そして、その声に含まれる重々しい感情を、俺は感じ取っていた。常の俺なら、気づかなかっただろう。
だが、俺はそれをつい最近、全く同じものを感じたことがあったのだ。
――――小鬼への計り知れぬ憎悪!そうか、あいつもそうだったのか……。
脳裏に浮かんだのは、自分よりは分かってはいたが、やはり完璧とはいかなかった自分と同期の冒険者の顔だった。
辺境において、小鬼禍は珍しいことではない。当然、その被害者も少なくはない。
妹さんも、あいつも、運悪くその一人になってしまっただけなのだ。
だが、実際の当事者であるあいつや妹さんが、不運だったで納得出来るわけがない。彼や彼女には、納得するための手段が必要だったのだ。

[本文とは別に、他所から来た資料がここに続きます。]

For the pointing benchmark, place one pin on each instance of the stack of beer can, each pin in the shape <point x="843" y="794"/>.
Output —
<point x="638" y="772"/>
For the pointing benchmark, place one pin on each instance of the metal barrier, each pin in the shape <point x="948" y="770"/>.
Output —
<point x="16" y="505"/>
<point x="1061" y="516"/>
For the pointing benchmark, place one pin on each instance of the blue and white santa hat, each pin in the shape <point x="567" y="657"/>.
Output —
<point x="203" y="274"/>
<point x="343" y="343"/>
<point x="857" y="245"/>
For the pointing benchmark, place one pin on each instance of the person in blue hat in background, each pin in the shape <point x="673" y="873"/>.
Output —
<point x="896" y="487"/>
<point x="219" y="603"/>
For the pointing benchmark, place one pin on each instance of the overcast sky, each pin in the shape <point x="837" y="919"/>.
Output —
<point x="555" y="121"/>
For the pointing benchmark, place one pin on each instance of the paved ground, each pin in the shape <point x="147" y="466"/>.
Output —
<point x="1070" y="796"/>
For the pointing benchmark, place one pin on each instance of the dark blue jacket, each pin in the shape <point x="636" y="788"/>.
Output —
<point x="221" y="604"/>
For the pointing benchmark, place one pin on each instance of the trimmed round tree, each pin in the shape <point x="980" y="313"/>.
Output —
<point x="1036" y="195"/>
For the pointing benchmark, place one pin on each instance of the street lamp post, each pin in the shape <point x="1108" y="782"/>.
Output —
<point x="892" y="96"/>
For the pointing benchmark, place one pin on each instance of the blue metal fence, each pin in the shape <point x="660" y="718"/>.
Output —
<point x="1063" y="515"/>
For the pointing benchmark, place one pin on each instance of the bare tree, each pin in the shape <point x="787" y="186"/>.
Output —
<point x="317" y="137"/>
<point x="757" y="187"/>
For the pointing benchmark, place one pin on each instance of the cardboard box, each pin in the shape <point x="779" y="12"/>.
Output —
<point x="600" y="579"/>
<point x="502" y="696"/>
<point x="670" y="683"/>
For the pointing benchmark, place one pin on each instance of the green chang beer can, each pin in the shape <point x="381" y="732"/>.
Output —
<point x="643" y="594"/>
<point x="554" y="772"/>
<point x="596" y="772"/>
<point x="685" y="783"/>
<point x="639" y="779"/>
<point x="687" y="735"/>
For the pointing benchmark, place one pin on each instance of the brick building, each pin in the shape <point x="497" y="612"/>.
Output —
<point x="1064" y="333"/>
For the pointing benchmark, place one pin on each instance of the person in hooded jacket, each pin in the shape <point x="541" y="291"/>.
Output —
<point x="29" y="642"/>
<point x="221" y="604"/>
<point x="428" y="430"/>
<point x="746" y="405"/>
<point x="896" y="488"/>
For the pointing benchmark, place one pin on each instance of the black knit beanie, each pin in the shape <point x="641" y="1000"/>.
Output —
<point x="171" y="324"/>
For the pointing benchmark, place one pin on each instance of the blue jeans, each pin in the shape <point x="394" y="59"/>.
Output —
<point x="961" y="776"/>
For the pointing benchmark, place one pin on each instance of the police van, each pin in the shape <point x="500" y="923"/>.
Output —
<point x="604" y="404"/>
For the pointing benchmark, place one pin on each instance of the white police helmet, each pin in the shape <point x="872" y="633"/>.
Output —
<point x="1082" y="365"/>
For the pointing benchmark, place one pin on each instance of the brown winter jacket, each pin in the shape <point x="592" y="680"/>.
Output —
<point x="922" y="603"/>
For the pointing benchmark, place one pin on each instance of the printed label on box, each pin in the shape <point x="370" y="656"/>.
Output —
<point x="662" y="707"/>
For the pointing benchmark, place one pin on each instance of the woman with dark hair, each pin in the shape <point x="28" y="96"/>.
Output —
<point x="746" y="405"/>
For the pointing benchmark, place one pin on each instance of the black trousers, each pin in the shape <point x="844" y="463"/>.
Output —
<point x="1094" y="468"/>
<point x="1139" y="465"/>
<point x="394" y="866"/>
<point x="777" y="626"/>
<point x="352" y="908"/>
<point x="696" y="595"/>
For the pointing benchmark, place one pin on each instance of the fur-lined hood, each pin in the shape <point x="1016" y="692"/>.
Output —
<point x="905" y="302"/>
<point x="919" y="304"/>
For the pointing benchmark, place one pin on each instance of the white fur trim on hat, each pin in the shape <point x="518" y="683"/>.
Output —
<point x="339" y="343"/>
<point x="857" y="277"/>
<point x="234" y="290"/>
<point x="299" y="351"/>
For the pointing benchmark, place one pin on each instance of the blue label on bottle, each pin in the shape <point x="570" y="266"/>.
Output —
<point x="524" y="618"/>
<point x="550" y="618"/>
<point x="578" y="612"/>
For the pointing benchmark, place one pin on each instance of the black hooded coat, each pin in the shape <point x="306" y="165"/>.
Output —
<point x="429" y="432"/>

――――復讐か、『鬼斬り』があいつにあれだけ支援したのは……。
やけに手厚いと思った『鬼斬り』の支援にも納得がいってしまった。
彼は、自分と違ってあの時に気づいていたのだろう。
何よりも、小鬼退治であったから。
俺は、小鬼を最も弱い雑魚とみなし、小鬼退治も馬鹿にしていたが、実際にはここまでの害悪なのだと実感したのだった。
小鬼退治とは、そういう意味では、価値のある仕事なのかもしれないと思い直す。
――――今度、あいつと会ったら、一回くらいは小鬼退治に付き合ってやろう。
そんな風に、俺は思ったのだった。
鬼鬼コソコソ話
実は三女の戦槍の成功率は高くない。この時も一か八かで成功した。
雲柱さんは、奇跡の詠唱自体を中断させることもできたが、試したいことがあったのであえてやらせた。結果は見ての通り。
とはいえ、本人もいっているとおり、運がよかったに過ぎない。光の槍だったので、日輪刀の太陽属性で掻き消せただけ。基本的に魔法は、魔法の力を持ったものじゃないと消せない。